Perhaps this explains why a belief in sympathetic magic—irrational, superstitious, glorious—continues unabated in our hyper-rationalist age. If anything, the ascendancy of science has clarified these beliefs, and the degree to which we’re willing to cling to them despite a cognitive awareness of the fallacious nature of magic. In the past few decades, celebrity and sports memorabilia have become big business; at auction sites like gottahaverockandroll.com, one can bid on all manner of ordinary items that have been imbued with the proximity of the famous: the site boasts of having auctioned John Lennon’s talisman necklace, worn on the cover of his and Yoko’s Two Virgins album, for a record $528,000, and recently auctioned a small amount of hair collected from Michael Jackson’s stay at the Carlyle Hotel, bought by a gambling website with an eye toward turning it into a roulette ball. “Together,” onlinegamblingpal.com proclaims, “we can ensure Michael Jackson continues to rock and ‘roll’ forever,” while meanwhile, the Hard Rock Cafe continues to build on its successful business model of serving mediocre food magically enhanced by its close proximity to the guitars of the famous suspended above diners’ heads. Sympathetic magic was once employed to protect us from chaos, to offer a measure of control over the caprices of nature. Now it offers a chance of escape, however fleeting, from a world of hierarchy and order. In a world where each of us is assigned a place, to hold Elvis Presley’s shirt is, for a moment, to capture some of the magic of Presley’s life, to inhabit a life other than one’s own. It’s a way of making it through life.
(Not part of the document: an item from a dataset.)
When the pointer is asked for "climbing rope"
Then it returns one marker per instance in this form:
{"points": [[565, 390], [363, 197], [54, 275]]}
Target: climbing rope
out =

Faust’s Vision, by Luis Ricardo Falero, 1878.

Faust’s Vision, by Luis Ricardo Falero, 1878. 

Or a way of facing death. In the wake of her husband’s death, Joan Didion repeatedly caught herself trying to employ magic as a means of coping with the loss. She describes being unable to give away certain of his possessions, as though their contagious power might yet bring him back. “I was thinking as small children think,” she writes, “as if my thoughts or wishes had the power to reverse the narrative, change the outcome. In my case this disordered thinking had been covert, noticed I think by no one else, hidden even from me, but it had also been, in retrospect, both urgent and constant.”

Didion fought the impulses of this backward thinking by research, by science, by clear-headed rational thinking: “In time of trouble, I had been trained since childhood, read, learn, work it up, go to the literature.” For Didion, mourning lay precisely in this struggle, rational versus the magical, the working through of grief versus the hope against hope that death can be overcome. Our attitudes toward sympathetic magic haven’t really changed, though this battle—the age-old conflict between logical authority and childish magic—has for many of us, like Didion, become internalized, the two halves of our brain working at odds with each other. There’s nothing particularly disordered or childish in any of this. We turn to magic because sometimes it’s all we have; in the face of things beyond our control, magical thinking remains that last bit of hope that we’ll always have at our disposal.